Esistono anche obiettivi perseguiti da attori come la Cina che ambisce ad una globalizzazione con “caratteristiche cinesi” fondata su tre iniziative: sicurezza, sviluppo e civiltà globale. Questo è un modo per Pechino di affermare come alcuni concetti, quali modernizzazione e democrazia, non appartengano solo all’Occidente.

Ad ogni modo, lungi dall’essere un’alleanza bensì una visione d’intenti, all’interno dell’eterogenea famiglia dei Brics esistono delle accese rivalità geopolitiche: Cina ed India ad esempio sono imperi divisi da inimicizie e contese ataviche ed ancestrali. Alcuni anni fa soldati cinesi e indiani si sono feriti e uccisi lungo la catena dell’Himalaya, tra il Tibet e il Ladakh. Delhi, inserita nel Dialogo quadrilaterale di sicurezza (Quad), ha firmato con americani e soci accordi di natura strategica sul piano tecnologico e militare con l’obiettivo di contrastare l’ascesa della Repubblica Popolare Cinese.

L’allunaggio indiano e l’Evergrande: due notizie recenti che forniscono un quadro chiaro della situazione asiatica. La Cina è in crisi mentre l’India è in crescita?

L’India è in netta ascesa, forte della sua ambiguità strategica.
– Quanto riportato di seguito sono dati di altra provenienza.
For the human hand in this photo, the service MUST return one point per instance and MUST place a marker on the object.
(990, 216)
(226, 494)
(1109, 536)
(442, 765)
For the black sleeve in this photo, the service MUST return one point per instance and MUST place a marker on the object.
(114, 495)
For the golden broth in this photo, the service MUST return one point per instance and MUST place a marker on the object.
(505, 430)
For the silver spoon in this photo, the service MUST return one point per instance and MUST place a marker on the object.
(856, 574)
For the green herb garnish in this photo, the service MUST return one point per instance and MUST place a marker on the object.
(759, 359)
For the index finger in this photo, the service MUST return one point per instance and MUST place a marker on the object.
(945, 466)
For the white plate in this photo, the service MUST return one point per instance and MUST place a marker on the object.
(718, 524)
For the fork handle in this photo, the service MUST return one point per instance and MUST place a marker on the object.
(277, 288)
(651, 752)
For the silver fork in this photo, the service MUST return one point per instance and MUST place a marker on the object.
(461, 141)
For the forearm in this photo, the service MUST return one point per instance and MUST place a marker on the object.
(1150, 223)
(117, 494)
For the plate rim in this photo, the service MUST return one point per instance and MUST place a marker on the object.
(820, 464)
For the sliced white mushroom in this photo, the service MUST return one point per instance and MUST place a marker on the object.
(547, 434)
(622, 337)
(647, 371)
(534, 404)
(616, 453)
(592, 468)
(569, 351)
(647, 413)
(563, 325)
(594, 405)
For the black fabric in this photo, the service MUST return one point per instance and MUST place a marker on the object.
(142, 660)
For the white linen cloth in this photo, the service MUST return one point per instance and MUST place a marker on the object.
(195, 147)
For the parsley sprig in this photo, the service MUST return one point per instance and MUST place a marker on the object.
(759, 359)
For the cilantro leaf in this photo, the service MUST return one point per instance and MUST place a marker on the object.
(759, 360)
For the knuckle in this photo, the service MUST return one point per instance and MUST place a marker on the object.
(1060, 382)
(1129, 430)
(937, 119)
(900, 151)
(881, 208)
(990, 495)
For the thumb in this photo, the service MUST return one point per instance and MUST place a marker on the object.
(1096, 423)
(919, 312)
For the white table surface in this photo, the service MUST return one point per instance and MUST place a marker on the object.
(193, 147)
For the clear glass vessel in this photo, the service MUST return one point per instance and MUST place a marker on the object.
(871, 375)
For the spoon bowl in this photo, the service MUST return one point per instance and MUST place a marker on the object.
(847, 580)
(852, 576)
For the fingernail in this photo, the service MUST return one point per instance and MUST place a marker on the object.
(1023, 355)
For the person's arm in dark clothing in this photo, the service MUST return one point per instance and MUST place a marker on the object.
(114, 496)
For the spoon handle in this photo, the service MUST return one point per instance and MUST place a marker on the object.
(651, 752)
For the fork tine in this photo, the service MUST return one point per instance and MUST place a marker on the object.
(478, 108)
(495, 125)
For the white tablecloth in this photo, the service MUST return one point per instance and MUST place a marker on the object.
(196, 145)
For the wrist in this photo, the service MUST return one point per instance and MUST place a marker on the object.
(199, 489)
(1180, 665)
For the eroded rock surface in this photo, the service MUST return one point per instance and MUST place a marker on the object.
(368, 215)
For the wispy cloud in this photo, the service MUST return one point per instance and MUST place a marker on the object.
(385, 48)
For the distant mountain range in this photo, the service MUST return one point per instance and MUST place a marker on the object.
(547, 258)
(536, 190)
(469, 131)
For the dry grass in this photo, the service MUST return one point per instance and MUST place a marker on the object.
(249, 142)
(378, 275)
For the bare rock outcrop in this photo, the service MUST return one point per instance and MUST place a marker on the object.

Oltre ad essere nei Brics e a condividerne i progetti, fa anche parte del QUAD e contribuisce a contenere direttamente la Cina. L’allunaggio indiano permette di competere con le altre grandi potenze spaziali: Stati Uniti, Russia, Cina e Unione Europea. L’arrivo della sonda indiana nella parte meridionale della Luna, dove nessuno era mai giunto prima, consente a Delhi di magnificare la propria immagine e introdursi con forza nella competizione tecnologica: settore nel quale c’è una forte rivalità proprio con Pechino, alimentata dai recenti investimenti indiani nel mercato dei semiconduttori. Su questo punto è stata lanciata una frecciatina proprio dal presidente cinese Xi Jinping all’ultimo vertice di Johannesburg.

La Cina versa in una fragilità strutturale causata dalla crisi del sistema immobiliare – con il fallimento di Evergrande – dalla politica di azzeramento del covid con politiche impopolari oggetto di manifestazioni, da disuguaglianze economiche e sociali tra le benestanti aree rivierasche e l’entroterra tradizionalmente più povero. Le esportazioni sono fondamentali per sfogare il surplus produttivo interno e sedare eventuali turbolenze intestine, attenuando disparità e disuguaglianze. Pechino si sente minacciata, dal momento che non può mettere il “naso fuori di casa” a causa del pressante contenimento tessuto dagli americani e che ha come epicentro la contesa intorno a Taiwan.  Infine c’è la questione demografica. La politica del figlio unico, inaugurata nel 1979 e recentemente abolita, ha determinato una diminuzione della fertilità e un aumento del numero degli anziani. Il drammatico invecchiamento della popolazione cinese è sintomo di una comunità introversa, sclerotizzata, poco disposta a compiere sacrifici. Questo è il principale problema che sarà chiamato ad affrontare il regime mandarino. Pena lo scadimento internazionale.